Göreve başladığımızda yayın sınırlı idi, öğle yayını saat 12’de başlıyor, 15’de bitiyor, ondan sonra da ‘yazdırma servisi’ başlıyordu. Anadolu basını için günün öne çıkan haberlerinin ağır ağır okuyarak yazdırılması idi bu yayın. Mesleğe yeni girenler önce bunu okurdu, hem canlı yayın hem de mikrofon alışkanlığı edinmek için önemli idi. Başarı durumuna göre ondan sonra sabah haberleri, öğle, ardından 22.45’te bir bülten vardı o ve hepsinde başarılı olan Ankara Radyosu’nda saat 19’da ki ünlü, ‘ana haber’ bültenini üstlenirdi.
Bizden öncekilere göre biz çok şanslıydık, stüdyolar, en son teknoloji ile yenilenmişti. Teknik ile spiker birbirini görebilir, konuşabilirdi. Spikerin yanında ara müziği için plak çalacak iki platform vardı, kısa bir süre ‘gonk’ da vurdum.
Bülten başlarında bir gonk vardı ona vurulup ‘memleket saat ayarı’ verildiğinden, tam zamanında olması gerekirdi. Ben çok kısa kullandım bunu, sonra elektronik sinyale geçildi.”
TRT henüz kurulmamış, yayın, ‘Radyolar Umum Müdürlüğü’ adı altında yürütülmektedir. Spikerler, program seslendirmesinden, müzik programı anonsuna kadar her yerde görev almaktadır. Basın Yayın ve Anadolu Ajansı’ndan gelen haberler, Ankara Radyosu üst katındaki, Kemal Deniz’in yönettiği haber odasında toplanmakta ve nöbetçi spiker de okumaktadır.1 Mayıs 1964’de TRT kurulur, Doğan Kasaroğlu başkanlığında Muammer Yaşar, Hüsamettin Çelebi ve diğerleri haber merkezinin temelini atarlar.

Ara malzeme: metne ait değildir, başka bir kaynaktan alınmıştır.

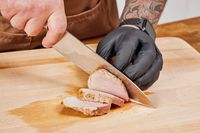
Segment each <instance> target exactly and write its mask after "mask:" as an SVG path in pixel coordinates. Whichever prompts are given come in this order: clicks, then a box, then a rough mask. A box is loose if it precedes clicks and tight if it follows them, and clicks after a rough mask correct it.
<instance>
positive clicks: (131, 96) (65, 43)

Haber merkezi önce Ulus’ta bir binaya ardından da Mithatpaşa Caddesi’ndeki genel müdürlük binasının alt katına yerleşir. Değişimi Ülkü Kuranel anlatıyor:
“Haber Merkezinde önce, ‘aktüalite servisi’ kuruldu ve Gökçen Solok ile Jülide Gülizar radyodan haberlere geçen ilk spikerler oldu.
Bundan sonra haber spikerleri ayrıldı, Ben, Çetin Çeki, Zafer Cilasun, Erkan Oyal, Sevinç Yemişçi ve Aytaç Kardüz TRT Haber Merkezi’nin ilk redaktör spikerleri olarak atandık.”